1 euro le morceau, je trouve ça abusé....surtut pour de la musique dematerialisée...c'est presque aussi cher qu'un album au format cd.
Il y a plein de sites où vous pourrez acheter vos morceaux pour plutôt 15 centimes d'euros, le tous sans drm bien entendu,
allez voire par ici:
http://www.rutunes.com/
NeoMusi...
Le 20 Mai 2008 à 12h00
 
Décidément la licence globale est la réponse à tout (dans un monde utopique où la répartition des droits serait juste)

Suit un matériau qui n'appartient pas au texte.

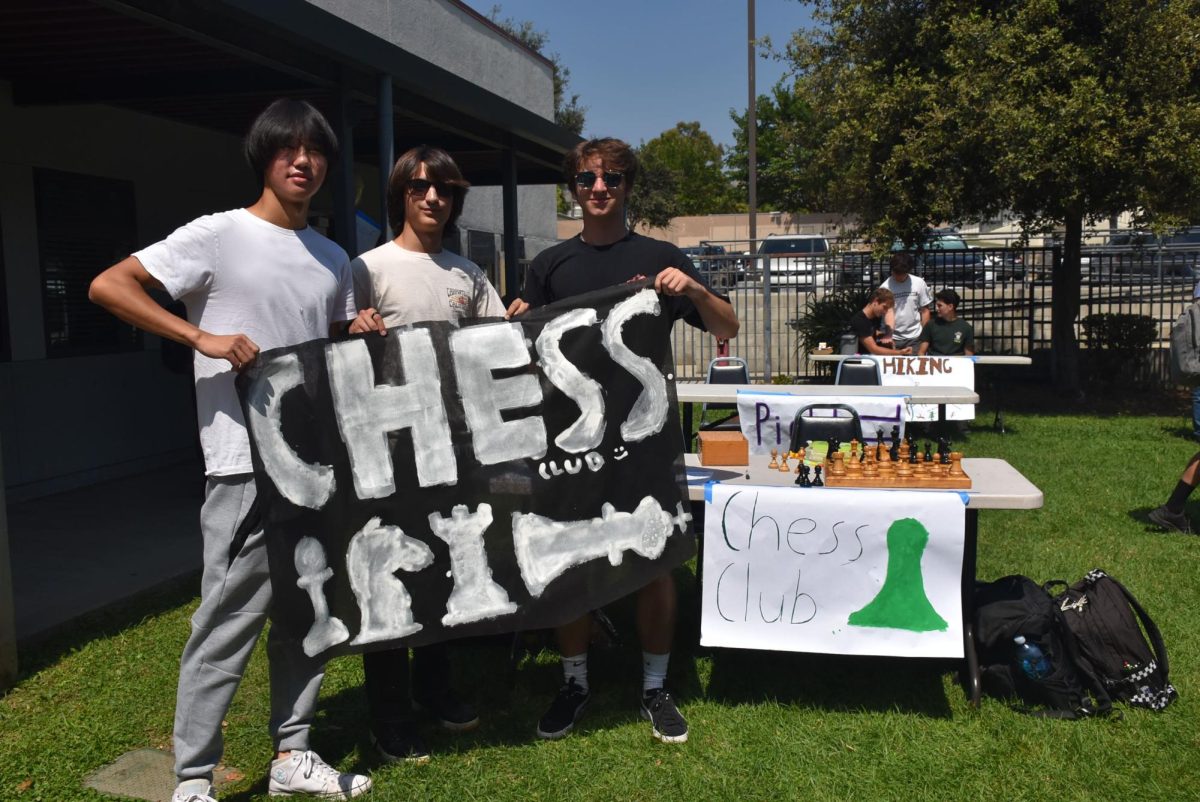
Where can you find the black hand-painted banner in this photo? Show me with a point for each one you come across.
(444, 482)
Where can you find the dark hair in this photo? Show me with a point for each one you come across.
(901, 263)
(283, 124)
(613, 153)
(438, 167)
(948, 297)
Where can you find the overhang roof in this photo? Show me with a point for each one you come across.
(216, 64)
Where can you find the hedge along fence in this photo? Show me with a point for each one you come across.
(1119, 346)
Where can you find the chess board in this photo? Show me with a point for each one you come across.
(870, 467)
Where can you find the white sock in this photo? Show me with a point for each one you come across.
(576, 668)
(654, 670)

Sinon payer 15 cents pour télécharger de la musique pirate, je ne vois pas l'intérêt.
Kad Redal
Le 20 Mai 2008 à 12h19


C'est surtout que ça risque, bon gré mal gré, d'être la seule et unique réponse... Wait and see.
Le Vend...
Le 20 Mai 2008 à 12h25
 
Tiens visiblement les majors après le semi-échec d'Amazon, essayent une nouvelle piste pour affaiblir iTunes... sauf que les gens s'en foutent que ça s'appelle Napster ou Tartampion c'est pas ça le problème...
TotoRhino
Le 20 Mai 2008 à 13h54
Pourquoi, il est juste actuellement et pour qui ?
Nier l'évidence, c'est tout ce que sait faire cette industrie. Tout comme elle vient de le faire avec Napster, elle adoptera la LGO bientôt si elle ne veut pas disparaître. Le problème alors sera de savoir si avec le temps, elle sera devenue raisonnable...
Ashareth
Le 21 Mai 2008 à 12h32
Tain, mais comment des gens aussi attardés (technologiquement parlant hein), avec aussi peu de connaissance de leur(s) marché(s) et lient(s) peuvent ne pas couler ???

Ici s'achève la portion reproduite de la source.